The company said its electrified models continue to gain traction with consumers as it now offers a total of 32 electrified vehicles across both Toyota and Lexus brands. For the first quarter of the year, TMNA reported overall sales of 569,420 vehicles—a slight decline of just 0.1 percent from the same period in the prior year—while electrified vehicle sales stood at 287,276 units.
Andrew Gilleland, senior vice president of Automotive Operations Group at Toyota Motor North America, said: “Our first-quarter performance demonstrates the underlying strength of our business. We maintained stable sales year-over-year, even while navigating production constraints and limited inventory during the ramp-up of our traditional volume leader, the new RAV4. This resilience gives us great confidence as we continue driving toward our full-year goals.”
Within individual divisions, Toyota posted March sales totaling 182,606 vehicles (down by nearly seven percent), while Lexus reported a steeper drop with March deliveries totaling just over twenty-nine thousand vehicles (down more than seventeen percent).

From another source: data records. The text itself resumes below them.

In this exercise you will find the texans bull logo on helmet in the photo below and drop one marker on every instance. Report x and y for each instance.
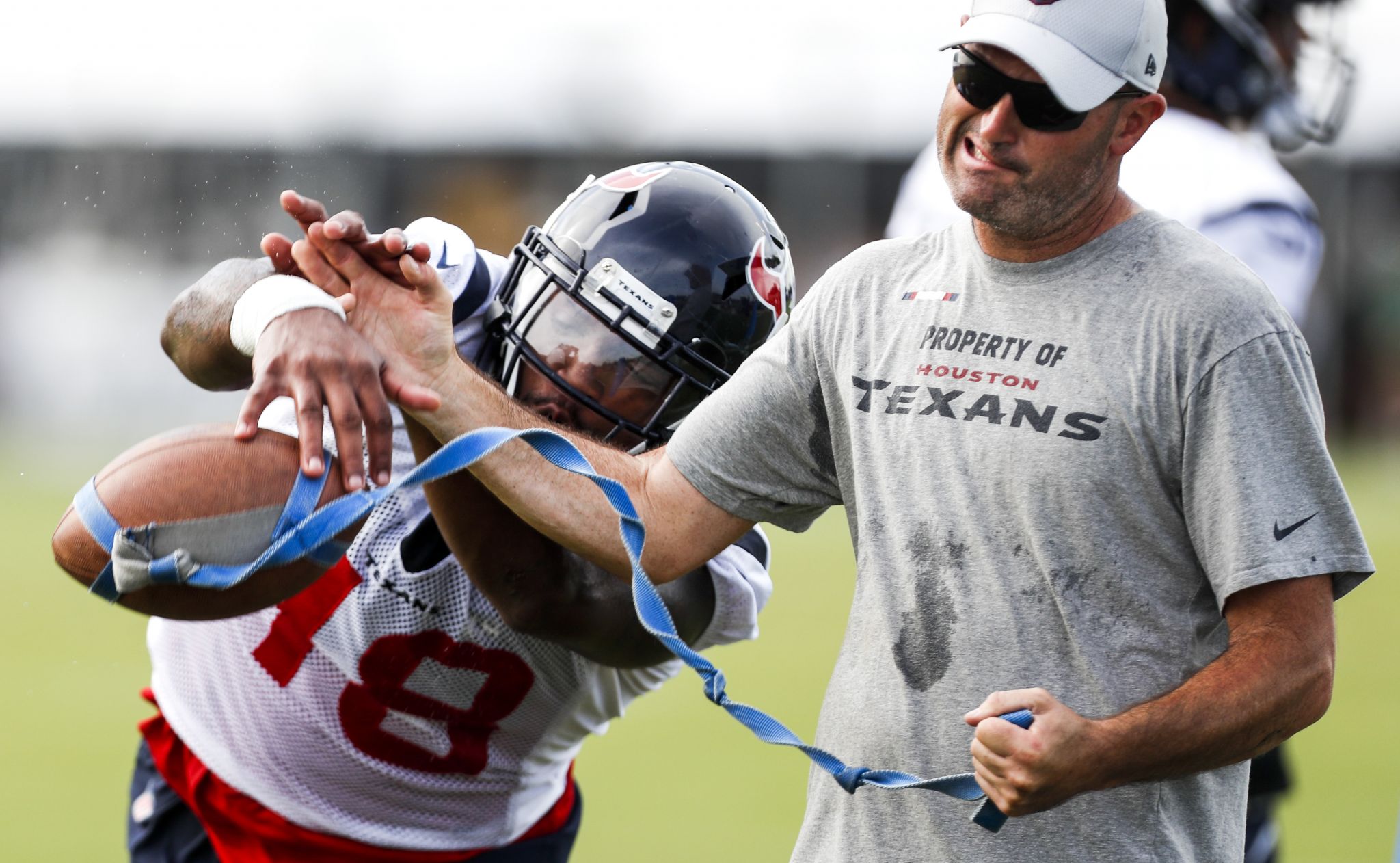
(633, 178)
(768, 283)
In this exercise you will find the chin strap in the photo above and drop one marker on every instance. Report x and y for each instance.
(303, 533)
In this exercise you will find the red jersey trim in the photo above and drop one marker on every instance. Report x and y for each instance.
(244, 829)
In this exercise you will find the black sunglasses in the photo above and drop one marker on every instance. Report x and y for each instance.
(983, 88)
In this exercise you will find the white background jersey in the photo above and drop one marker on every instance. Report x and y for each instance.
(1222, 184)
(388, 702)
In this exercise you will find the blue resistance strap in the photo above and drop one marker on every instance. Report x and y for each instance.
(301, 533)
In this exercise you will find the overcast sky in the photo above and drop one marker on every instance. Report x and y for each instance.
(859, 76)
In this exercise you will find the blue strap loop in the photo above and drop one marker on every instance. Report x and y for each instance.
(315, 530)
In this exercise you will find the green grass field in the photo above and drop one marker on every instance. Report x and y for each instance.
(675, 780)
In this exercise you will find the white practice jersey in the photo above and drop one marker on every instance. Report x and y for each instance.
(1227, 185)
(388, 702)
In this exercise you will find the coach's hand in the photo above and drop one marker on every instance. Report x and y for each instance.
(1032, 769)
(380, 251)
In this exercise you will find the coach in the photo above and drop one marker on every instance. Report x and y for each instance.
(1081, 454)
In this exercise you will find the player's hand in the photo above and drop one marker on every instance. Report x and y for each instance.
(381, 251)
(312, 356)
(411, 327)
(1032, 769)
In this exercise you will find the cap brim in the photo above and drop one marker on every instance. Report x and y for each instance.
(1074, 79)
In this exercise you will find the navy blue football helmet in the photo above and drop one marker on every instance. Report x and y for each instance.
(638, 297)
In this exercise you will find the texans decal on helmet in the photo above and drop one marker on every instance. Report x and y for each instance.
(633, 178)
(766, 283)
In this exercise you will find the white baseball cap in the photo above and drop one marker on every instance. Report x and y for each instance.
(1084, 49)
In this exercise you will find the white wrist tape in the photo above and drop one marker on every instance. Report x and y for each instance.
(269, 299)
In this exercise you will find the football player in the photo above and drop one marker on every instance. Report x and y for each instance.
(423, 701)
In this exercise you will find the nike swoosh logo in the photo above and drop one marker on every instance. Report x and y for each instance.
(1282, 533)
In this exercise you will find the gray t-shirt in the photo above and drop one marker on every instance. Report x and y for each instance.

Notably in March, Corolla Cross Gas and Grand Highlander Hybrid achieved all-time best-ever results for Toyota; Lexus’s RZ and NX Plug-in Hybrid also set new records.
TMNA highlighted that it continues to offer some of the lowest incentives among full-line manufacturers and remains committed to expanding sustainable mobility options through its wide range of electrified products available at dealerships nationwide.
Toyota has operated in North America for nearly seventy years and directly employs almost sixty-four thousand people in design, engineering, manufacturing—and since last year—automotive battery assembly at its North Carolina plant.